As smoke begins to clear above much of southern Vancouver Island, a dark and concerning cloud still hangs over the island’s northernmost reaches.
According to the B.C. Wildfire Service, 67 blazes currently rage on the northern section of Vancouver Island. They include a 168-hectare fire near the small community of Zeballos that has threatened homes and prompted an evacuation alert.
But what makes the dozens of hotspots so concerning to experts is the fact that this normally wet region is extraordinarily dry.
“Forest fuels are drier than they have been in the past 40 years,” North Island fire information officer Shayne McCool told CTV News.
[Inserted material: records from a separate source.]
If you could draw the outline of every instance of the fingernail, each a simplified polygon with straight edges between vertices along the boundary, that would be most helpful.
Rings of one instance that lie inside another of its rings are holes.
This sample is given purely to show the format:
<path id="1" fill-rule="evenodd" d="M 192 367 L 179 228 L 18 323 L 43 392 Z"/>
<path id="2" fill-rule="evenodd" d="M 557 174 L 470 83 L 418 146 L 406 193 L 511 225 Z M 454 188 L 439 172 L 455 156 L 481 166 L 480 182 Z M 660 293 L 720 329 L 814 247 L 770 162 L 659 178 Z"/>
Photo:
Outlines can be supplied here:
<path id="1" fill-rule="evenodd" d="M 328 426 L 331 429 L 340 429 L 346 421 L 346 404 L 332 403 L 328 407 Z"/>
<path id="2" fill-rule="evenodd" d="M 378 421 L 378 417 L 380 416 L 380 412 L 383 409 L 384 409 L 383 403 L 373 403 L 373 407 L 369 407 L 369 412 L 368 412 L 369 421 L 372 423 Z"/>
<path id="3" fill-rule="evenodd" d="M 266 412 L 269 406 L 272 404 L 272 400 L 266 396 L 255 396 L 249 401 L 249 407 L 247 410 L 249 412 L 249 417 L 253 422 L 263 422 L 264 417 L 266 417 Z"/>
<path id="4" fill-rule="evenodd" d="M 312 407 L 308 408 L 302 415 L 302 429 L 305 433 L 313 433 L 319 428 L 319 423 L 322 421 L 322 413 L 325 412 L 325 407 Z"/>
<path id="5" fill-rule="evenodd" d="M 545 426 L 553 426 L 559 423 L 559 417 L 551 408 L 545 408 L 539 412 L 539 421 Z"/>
Firefighters face an uphill battle as B.C.’s wildfire service confirms trees and debris in the area are at their driest—and most susceptible to fire—in decades.
As more than 200 crew members struggle to douse flames on the North Island, scientists on the southern end of Vancouver Island are attempting to understand why it's happening.
"We are seeing fires in places that typically don't get wildfire,” said Faron Anslow, the lead climate scientist at the University of Victoria’s Pacific Climate Impact Consortium. “So, I think that is another dimension that we will be looking at."
Anslow says he and his colleagues have noted several areas in the province are burning that traditionally don’t.
The research organization expects to investigate this year’s odd fire season on the North Island in hopes of determining whether climate change is to blame.
In total, the B.C. Wildfire service has dispatched more than250 firefighters, support staff and 22 helicopters to the North Island fires.